But why? Aren’t self-publishing and indie publishing the same thing?
Well, yes and no. The problem with the term “self-publishing” is that it harkens back to the days where people who couldn’t get their work picked up by a major publisher paid tons of money to a press to print their work and sell it themselves. I actually don’t think there’s anything intrinsically wrong with that model, aside from people losing money because they had no real way to market themselves or their work. The stigma attached to this idea of “not being good enough” to have work traditionally published also made the sale of these self-published works difficult because bookstores typically refused to stock them.
I agree with the growing opinion that publishers, agents, and bookstores should not be the gatekeepers to our reading material.
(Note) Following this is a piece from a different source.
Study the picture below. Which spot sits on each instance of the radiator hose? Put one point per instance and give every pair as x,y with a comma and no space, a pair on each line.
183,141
I think readers should be able to choose what they want to read. And the internet has made that possible. While that may mean there’s more junk to wade through since anyone can publish a book, you’ll ultimately be accessing a much greater pool of knowledge and storytelling than ever before.
Keep in mind that publishers don’t choose great books. They choose books they think will sell a lot of copies. And a quality independently published book with the same amount of care in the editing and design process can be just as good or better than a traditionally published book.
Independent (or indie) publishing is a much better, more empowering term for what we as writers are beginning to do with our work. We aren’t publishing work by ourselves, but as independent publishing entities within a larger community of authors. No one calls a guitarist who creates a CD and sells it on Amazon a “self-produced” musician. We call them indie musicians, and we love and respect them. The same goes with indie film making.
So, I think “self-published” writers need to work on embracing the terms “indie publishing” and “indie author.” That’s the only way we’ll be able to beat the unfair stigma attached to the old model of “self-publishing.”